Is there an inverse relationship between improved employment numbers from the government, and declining freelance and part-time work opportunities? And is the overall economic effect of this inversion necessarily a good thing?
The U.S. economy is an incredibly complex organism. You pull on what you think is just one thread and a dozen others get unwound. Thus, while economists, policy-makers, and most of the public cheer news that claims for unemployment insurance have declined, that a lot more full-time jobs are being created each month, that the unemployment rate is declining, there’s a natural tendency not to focus on a possible downside.
What’s the downside? A lot of these good numbers might just reflect shifting employment patterns. Might reflect more companies hiring more full-timers, but in in the process, taking work away work from those who don’t work full-time.
This thought came to mind when I got a phone call from an old friend. The bedrock of my friend’s personal finances is a monthly Social Security check. As anyone collecting from this source knows, however, you really can’t live decently on it, or maybe not survive at all, unless there’s another earner in the household, you have a big nest egg put aside, or you have some guilt-ridden grown children who send along regular supplements.
This woman, my friend, doesn’t have any of these backups. What she did have was a fairly regular freelance gig with a business magazine that ended suddenly with an email from its editor — a message also sent to the magazine’s other half-dozen frequent freelance contributors. This communication announced that a new full-timer had been hired, who along with extra writing work by the editor, would take over these freelancers’ collective workload.
‘Freelancers’ is a word usually associated with writing. So a loss of freelance work here might not seem like that big a deal in the larger economic picture. Another word for ‘freelancer,’ however, is ‘consultant.’ And I suspect a great many of these people are getting communications these days like the one received by my friend.
Still another word with similar meanings to ‘freelancers’ is ‘part-timers.’ Many of these people, too, may be losing work (and income) they have long depended on as more full-timers are hired.

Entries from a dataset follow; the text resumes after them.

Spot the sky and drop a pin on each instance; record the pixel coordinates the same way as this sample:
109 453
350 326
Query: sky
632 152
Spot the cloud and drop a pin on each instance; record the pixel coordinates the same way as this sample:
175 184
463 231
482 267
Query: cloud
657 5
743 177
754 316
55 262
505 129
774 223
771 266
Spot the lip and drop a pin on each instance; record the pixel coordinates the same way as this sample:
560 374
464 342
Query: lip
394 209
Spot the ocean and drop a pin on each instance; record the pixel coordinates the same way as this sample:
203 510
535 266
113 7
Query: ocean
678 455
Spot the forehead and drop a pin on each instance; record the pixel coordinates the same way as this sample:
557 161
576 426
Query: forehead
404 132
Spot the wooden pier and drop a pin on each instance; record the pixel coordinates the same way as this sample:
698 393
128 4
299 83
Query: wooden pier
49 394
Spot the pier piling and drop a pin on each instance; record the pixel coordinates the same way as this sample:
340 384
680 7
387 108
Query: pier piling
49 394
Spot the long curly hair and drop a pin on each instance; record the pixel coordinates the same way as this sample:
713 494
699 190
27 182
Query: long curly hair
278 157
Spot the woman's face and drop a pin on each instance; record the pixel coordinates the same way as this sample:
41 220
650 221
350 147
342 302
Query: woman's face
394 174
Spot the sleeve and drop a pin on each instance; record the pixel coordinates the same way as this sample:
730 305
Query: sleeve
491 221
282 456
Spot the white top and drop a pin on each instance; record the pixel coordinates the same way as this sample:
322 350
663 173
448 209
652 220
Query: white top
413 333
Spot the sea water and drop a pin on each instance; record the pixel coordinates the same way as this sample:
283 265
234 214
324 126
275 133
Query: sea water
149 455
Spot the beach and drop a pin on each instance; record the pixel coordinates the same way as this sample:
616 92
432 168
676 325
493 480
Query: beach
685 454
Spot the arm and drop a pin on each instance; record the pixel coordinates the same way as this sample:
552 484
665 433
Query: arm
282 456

If freelancers, consultants and part-timers are fading gradually from the workforce because they are being converted into full-timers on a one-to-one-basis, such a transformation might be viewed as totally good. One full-timer, however, might take away a chunk of work from several freelancer-consultant-part-timers.
Beyond such straight forward numbers is the reality that a heck of a lot of folks either can’t or don’t want to make the switch. There are family reasons why many people don’t want full-time work. Care-giving reasons. School attendance and study reasons. Competing entrepreneurial priority reasons (the time needed to set up one’s own business). There’s just plain personal preference reasons why many people might not want to go to one full-time job every day.

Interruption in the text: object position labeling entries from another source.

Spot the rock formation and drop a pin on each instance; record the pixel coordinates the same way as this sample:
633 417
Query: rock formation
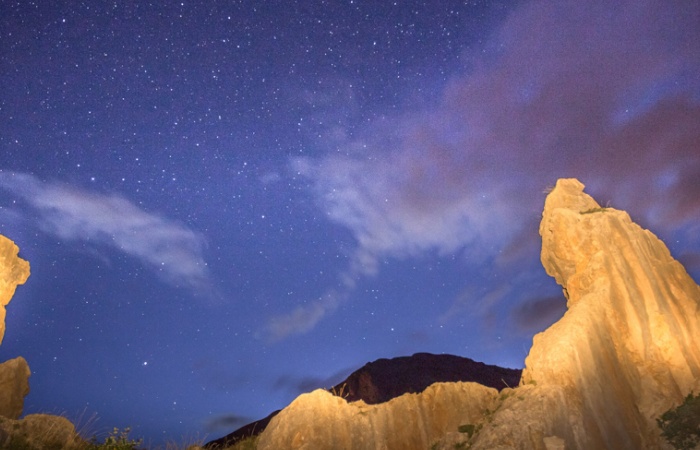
13 271
384 379
320 420
14 386
626 350
38 432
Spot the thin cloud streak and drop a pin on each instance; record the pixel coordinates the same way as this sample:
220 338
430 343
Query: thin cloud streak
172 250
604 92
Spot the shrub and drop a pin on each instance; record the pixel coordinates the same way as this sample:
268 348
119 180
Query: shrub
116 440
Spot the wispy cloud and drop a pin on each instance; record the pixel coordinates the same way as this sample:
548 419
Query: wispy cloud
170 249
605 92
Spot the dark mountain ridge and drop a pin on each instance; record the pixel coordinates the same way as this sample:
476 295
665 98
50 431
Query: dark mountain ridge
384 379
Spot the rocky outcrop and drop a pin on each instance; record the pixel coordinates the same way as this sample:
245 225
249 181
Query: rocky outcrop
385 379
13 271
320 420
40 432
14 374
626 350
14 386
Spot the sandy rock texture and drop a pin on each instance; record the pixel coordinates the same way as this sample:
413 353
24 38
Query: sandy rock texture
320 420
626 350
13 271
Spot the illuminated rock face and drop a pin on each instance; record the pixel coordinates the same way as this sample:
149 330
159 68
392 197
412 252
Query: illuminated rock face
14 386
320 420
13 271
626 350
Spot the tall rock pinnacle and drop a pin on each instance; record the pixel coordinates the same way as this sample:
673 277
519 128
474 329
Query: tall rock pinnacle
626 350
13 271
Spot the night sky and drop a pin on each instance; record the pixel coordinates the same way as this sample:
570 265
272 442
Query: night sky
228 203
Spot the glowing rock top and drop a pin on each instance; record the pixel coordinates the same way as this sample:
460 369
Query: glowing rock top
13 271
625 351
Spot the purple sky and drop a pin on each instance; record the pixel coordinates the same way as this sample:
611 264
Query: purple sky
227 204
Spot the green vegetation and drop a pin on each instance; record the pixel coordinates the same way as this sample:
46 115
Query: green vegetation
594 210
681 426
470 429
116 440
249 443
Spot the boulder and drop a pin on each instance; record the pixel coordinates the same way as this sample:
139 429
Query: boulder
13 271
14 386
320 420
40 432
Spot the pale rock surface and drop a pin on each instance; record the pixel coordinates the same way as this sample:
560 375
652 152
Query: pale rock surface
14 386
13 271
625 351
320 420
40 432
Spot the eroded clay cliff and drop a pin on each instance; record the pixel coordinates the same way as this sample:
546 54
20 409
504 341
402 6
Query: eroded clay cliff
625 351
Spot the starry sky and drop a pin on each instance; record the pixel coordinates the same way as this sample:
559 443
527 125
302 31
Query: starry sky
228 203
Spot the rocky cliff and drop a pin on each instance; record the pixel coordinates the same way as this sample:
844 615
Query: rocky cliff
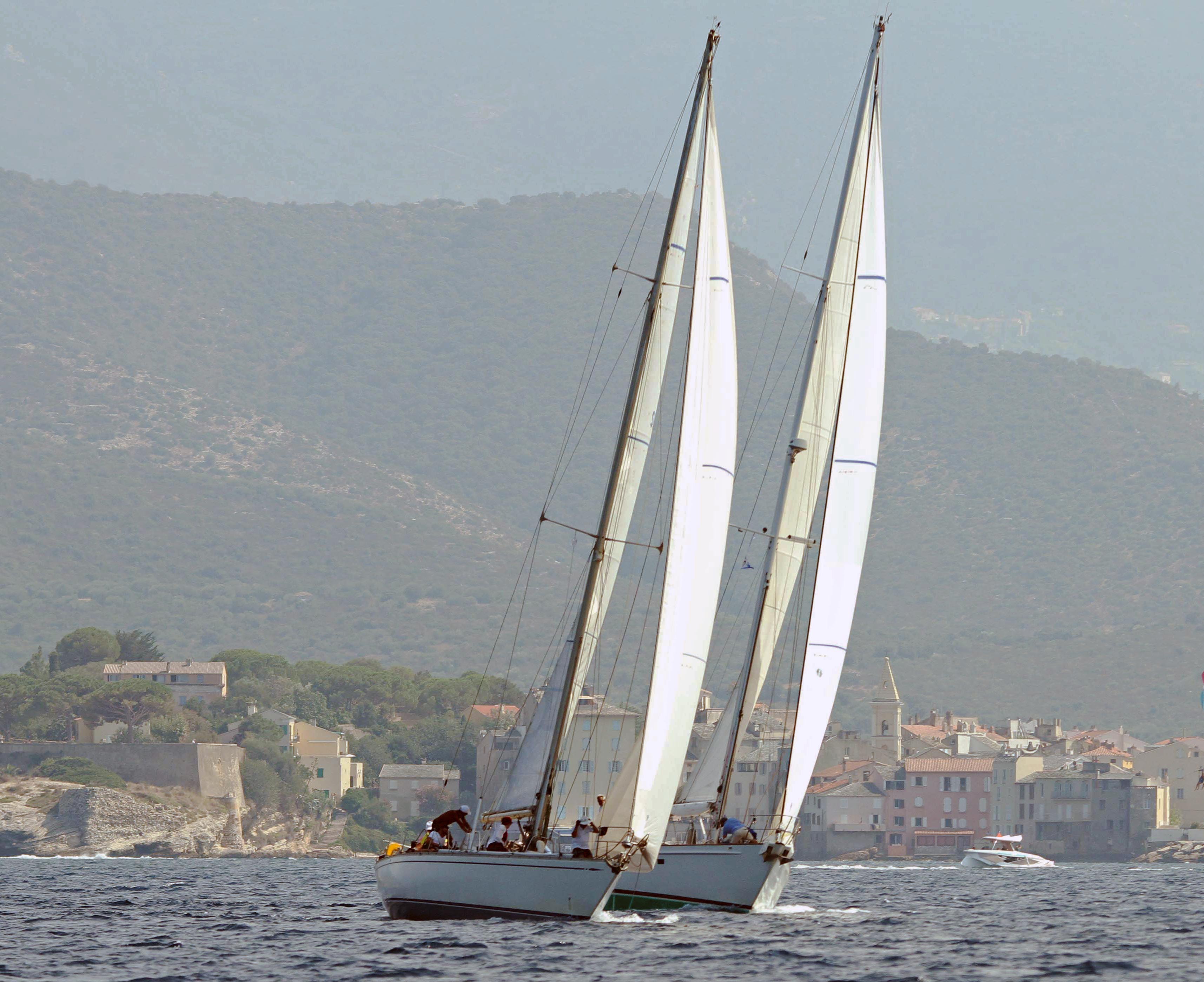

I don’t want to come across as insensitive. I know a lot of people who have desperately wanted full-time work for the security and benefits that often come in its train are finally getting a shot at it, and happily giving up the less secure, often benefit-less life of the freelancer, consultant, or part-timer.
But there are also a lot of people like my freelancer friend, who is now wondering where she can find the supplementary income that freelance work provided her, income that helped her survive since she left the workforce and started collecting Social Security.
So here’s another one of those inconvenient truths: In an economy such as ours, some people’s big gains come at the expense of other people’s pains. And this truth doesn’t only apply to the growing income gap between the very rich and the struggling middle class. It also has serious implications for different sectors of our national workforce.